Figures from the 1st to the 28th of the month show the mean temperature across the UK was 16.3C (61.3F), which is 1.2C above the long-term average.
If the month concludes in the same trend, it would finish as the joint 8th warmest July since records started in 1910.
However, the average would still fall well short of the record-breaking 17.8C (64F) set in 2006.
The Met Office said the 210 sunshine hours recorded so far are “well above” the average expected for the whole month.
July already ranks as the joint 10th sunniest on record, but meteorologists expect it to climb higher once the remaining days are included.
However, it is unlikely to trouble the record of 256 hours of sunshine set in 1955.
It has also been a relatively dry month, with below-average rainfall.
The UK has seen about 2.3in (59mm) fall in July so far, which is around three- quarters of the average expected for a whole month.
The Met Office added: “You’d normally expect about 90% at this stage.”
The month currently ranks as the 29th driest July on record - but forecasters are warning that rain could be on the way this weekend.

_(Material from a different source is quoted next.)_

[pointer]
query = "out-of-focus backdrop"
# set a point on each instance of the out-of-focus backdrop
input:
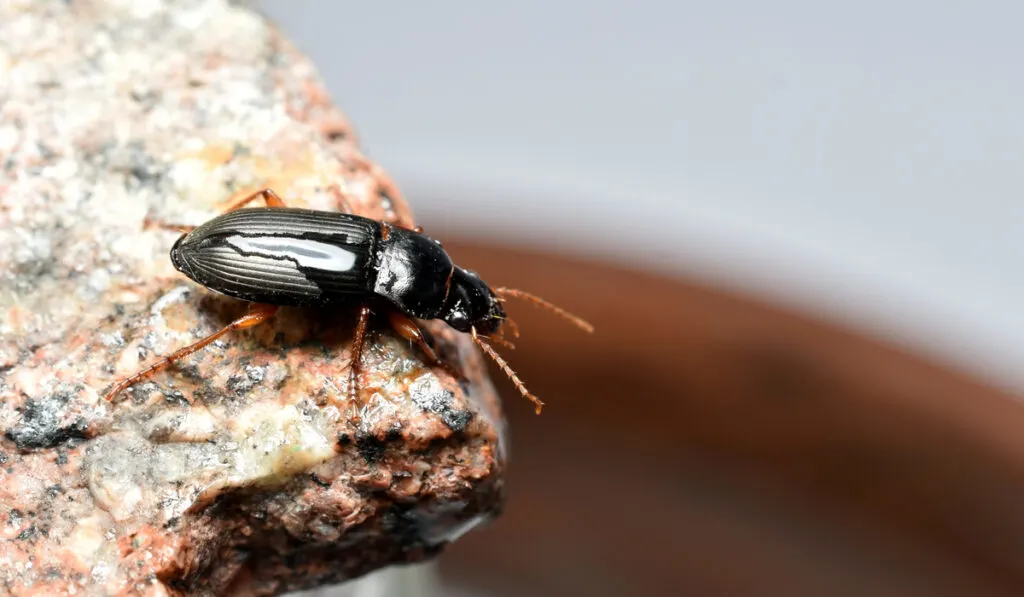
(857, 163)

Dan Williams, of the Met Office, said: “We are moving into slightly more unsettled conditions and temperatures aren’t quite as warm.
“We have had a long run when we were seeing temperatures in the 20s and perhaps into the 30s. We are now looking at the early 20s.
“We are expecting rain in places over the next few days - it won’t be quite as warm and dry as it has been.”
He added that there was potential for heavy rain in the South West and Midlands on Saturday.